Ellen Louise Hopkins (born March 26, 1955) is a novelist who has published several New York Times bestselling novels that are popular among the teenage and young adult audience.

== Personal life ==
Hopkins was adopted by Albert and Valeria Wagner when they were 72 and 42 respectively. Her first poem was published in the Palm Springs Desert Sun when she was nine. Hopkins graduated from a high school in the Santa Ynez Valley, then studied journalism at Crafton Hills College and the University of California, Santa Barbara.

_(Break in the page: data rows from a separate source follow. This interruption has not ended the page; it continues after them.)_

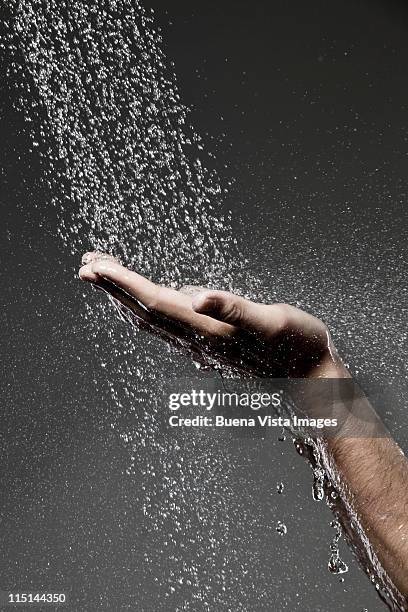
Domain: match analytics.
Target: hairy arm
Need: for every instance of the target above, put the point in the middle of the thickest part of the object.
(279, 341)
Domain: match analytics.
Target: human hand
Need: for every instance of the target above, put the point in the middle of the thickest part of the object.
(275, 340)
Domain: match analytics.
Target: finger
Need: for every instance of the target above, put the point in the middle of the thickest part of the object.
(191, 290)
(92, 256)
(264, 319)
(166, 302)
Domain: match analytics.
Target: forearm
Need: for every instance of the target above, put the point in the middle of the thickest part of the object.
(375, 473)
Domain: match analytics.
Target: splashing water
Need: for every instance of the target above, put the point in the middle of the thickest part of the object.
(130, 176)
(336, 565)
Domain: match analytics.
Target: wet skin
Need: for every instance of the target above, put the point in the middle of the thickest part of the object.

Hopkins dropped out of university before graduation to start a family and business. She had two children, Jason and Cristal. When her marriage failed, she sold her business and began freelance work. Following her divorce, she had a daughter, Kelly, with a man she considered to be a 'rebound'. He was abusive and kidnapped Kelly, keeping her in secrecy for three years. Kelly was later found by her paternal great-grandmother. Around 1991, she married John Hopkins, her current husband. They also adopted their daughter Cristal's son, Orion. In 1990, Hopkins and her family moved to northern Nevada.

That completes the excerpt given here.